If Muslim terrorists aren't real Muslims, were the Crusaders real Christians?

In the aftermath of the horrific bombing of London's transport system, Muslim leaders have been quick to condemn the attacks. There were no "ifs" or "buts" on this occasion. The fact that Muslims were among the victims may has brought home to many the reality of Islamic terrorism.

But the attacks have also brought with them the fear of a backlash, a backlash that never happened except in certain peoples' imagination. The fact is, the Brits are by and large a laid back lot, and have enough common sense to differentiate between the law abiding Muslim and the Islamic terrorist.

The same unfortunately, cannot be said for the Muslim leaders. Their response has been to feel they are all tarred by the same brush and have reacted by arguing the bombers are not real Muslims.

Maybe it's time Muslims realised they have more to fear from their own extremists than from any "backlash". Since 9/11, there has been too litte condemnation, and all too often outright praise for the likes of Yussuf Qaradawi and other extremists who have condoned suicide bombings. Whilst there has been a rush to denounce the likes of Salman Rushdie and Theo Van Gogh, there have been no fatwas issued against Abu Hamza or Omar Bakri Mohammed.

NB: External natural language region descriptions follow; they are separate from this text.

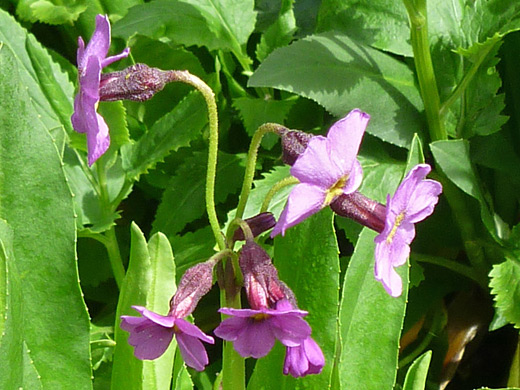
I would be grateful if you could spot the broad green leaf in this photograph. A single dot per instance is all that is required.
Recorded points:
(279, 34)
(504, 282)
(382, 24)
(218, 24)
(370, 323)
(184, 199)
(256, 111)
(176, 129)
(36, 202)
(416, 375)
(341, 74)
(48, 88)
(16, 369)
(51, 11)
(150, 282)
(307, 261)
(454, 160)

Things have not been helped by guilt ridden Christians too timid to point the finger of blame. "There are no Muslim terrorists. There are terrorists," Father Paul Hawkins of St Pancras parish church told his congregation on Sunday. "The people who carried out these attacks are victims of a false religion, be it false Christianity or false Islam." Which is like arguing that the Crusaders had nothing to do with Christianity.

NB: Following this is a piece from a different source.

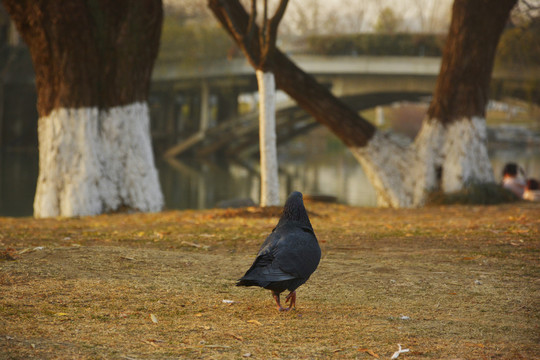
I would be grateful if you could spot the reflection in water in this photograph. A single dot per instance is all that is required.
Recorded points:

The only reason that Christianity has moved on from it's blood soaked past is that Christians have had to take reponsibility for over two millenia of persecution against the Jews and those of other faiths. Just as the Crusuders were devout Christians, today's Jihadists are devuot Muslims.

After the Israeli Prime Minister Yitzchak Rabin was murdered by a Jewish assassin in 1995, there was a lot of soul searching in the Jewish community, with many blaming the hate filled rhetoric of Rabin's political opponents for creating an atmosphere that led to his death (Remember the posters: "Rabin is a murderer", "Rabin is a Traitor"). I attended a memorial meeting for him at the Royal Albert Hall and I remember the Chief Rabbi, Jonathan Sacks remarking that as a Jew, the whole incident made him hang his head in shame.

There may be a concept of 'Umma' in the Muslim community, but there's a lack of individual responsibility when it comes to silencing the extremists. If we're unwilling to learn from history that violent words lead to violent deeds, it may take many more atrocities before we wake up to reality, and as the death toll from Thursday's attacks has proved, Muslims will be in the front line as much as we are.